В детстве он сам помогал матери доить овец, загонял ягнят в загон, волочил их по одному, схватив за уши, к матери, которая спокойно ждала его, сидя на пне.

Ему казалось, что он слышит жалобное блеяние ягнят.

Мать сейчас возится у очага.

Бросает в огонь сухую корку черешни.

Заквасит молоко…

Помолится…

Попросит икону быть покровительницей ее единственного сына. А потом ляжет старуха с надеждой хоть бы во сне увидеть любимого сына, пропавшего в дальних краях.

«Ута», — слышит Арсакидзе свое ласкательное лазское имя.

Скворцы угомонились. Тишина воцарилась в саду. Луна еще не взошла. Как химеры, чернели силуэты лип, платанов и грушевых деревьев.

Любил Арсакидзе всматриваться в ночь, когда вселенная объята мраком и лишь по едва уловимому шороху чувствуется, что жизнь на земле еще не угасла.

Стоит он одиноко на балконе и слышит, как мать говорит ему по-лазски;

— Выпей, Ута, молока.

Он закрывает глаза и напрягает воображение: может быть, далекий образ матери скажет еще что-нибудь.

Но воображение бессильно, Арсакидзе жалел теперь, что не научил свою мать грамоте. Лишь через людей присылает она ему издалека приветы, То каштанов пришлет, то мушмулы, то диких груш, перебранных ее рукою, а то пховские ноговицы, пестрые носки или пховскую чоху с вышитыми фалдами.
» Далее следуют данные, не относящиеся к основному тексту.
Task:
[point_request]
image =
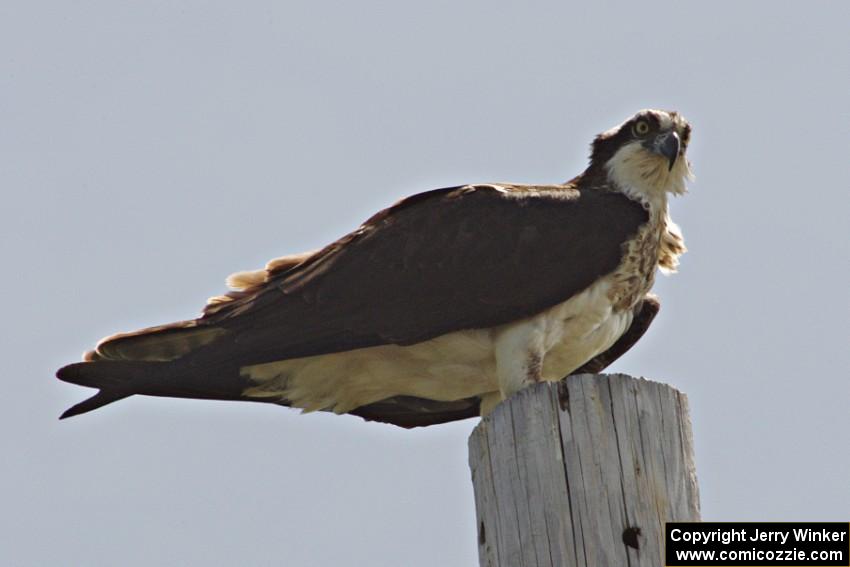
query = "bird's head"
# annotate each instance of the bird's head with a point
(645, 155)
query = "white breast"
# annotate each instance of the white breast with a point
(450, 367)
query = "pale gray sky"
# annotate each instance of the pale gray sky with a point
(149, 149)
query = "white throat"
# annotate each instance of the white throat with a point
(645, 176)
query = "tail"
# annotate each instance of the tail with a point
(119, 379)
(116, 380)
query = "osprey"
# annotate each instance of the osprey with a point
(438, 307)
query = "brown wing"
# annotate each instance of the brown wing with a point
(442, 261)
(409, 412)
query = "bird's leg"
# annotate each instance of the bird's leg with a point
(519, 357)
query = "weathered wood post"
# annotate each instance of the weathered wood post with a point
(583, 472)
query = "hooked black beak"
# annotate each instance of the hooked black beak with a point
(667, 144)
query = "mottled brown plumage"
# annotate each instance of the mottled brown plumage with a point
(437, 263)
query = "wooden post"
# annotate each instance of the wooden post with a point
(583, 472)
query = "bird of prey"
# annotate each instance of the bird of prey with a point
(438, 307)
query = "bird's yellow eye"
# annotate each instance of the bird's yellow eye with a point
(641, 128)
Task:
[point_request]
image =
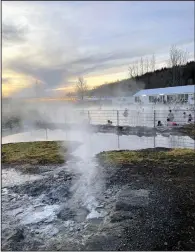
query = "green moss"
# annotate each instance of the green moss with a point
(189, 130)
(46, 152)
(146, 157)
От этих вещей веет такой материнской любовью и теплом! Мать сообщала как-то, что больше всего она боится умереть, не дождавшись сына. «В Кветари пришло известие, что царь Георгий познакомился с тобой. Наверное, и у царя есть мать, наверное, и царь любит свою мать. Закляни царя именем его матери, пусть он отпустит тебя ко мне. Раз, хоть один раз поглядеть бы на тебя, сынок, благословить тебя перед смертью, а потом пусть меня покинет дыхание, пусть Господь примет душу мою. Если бы я знала дорогу и место, где ты живешь, приехала бы сама к тебе, вблизи тебя стала бы работать, печь хлеб. Не пожалела бы я себя, приползла бы к тебе. Ноги опухают у меня. Не могу я, как бывало, ездить верхом. Но кто же останется у могилы отца, одиноко лежащего в пховской земле? Кто принесет жертву за упокой его души? Кто закажет поминки во спасение его души? Все же, сынок, лучше тебе самому навестить свою старушку».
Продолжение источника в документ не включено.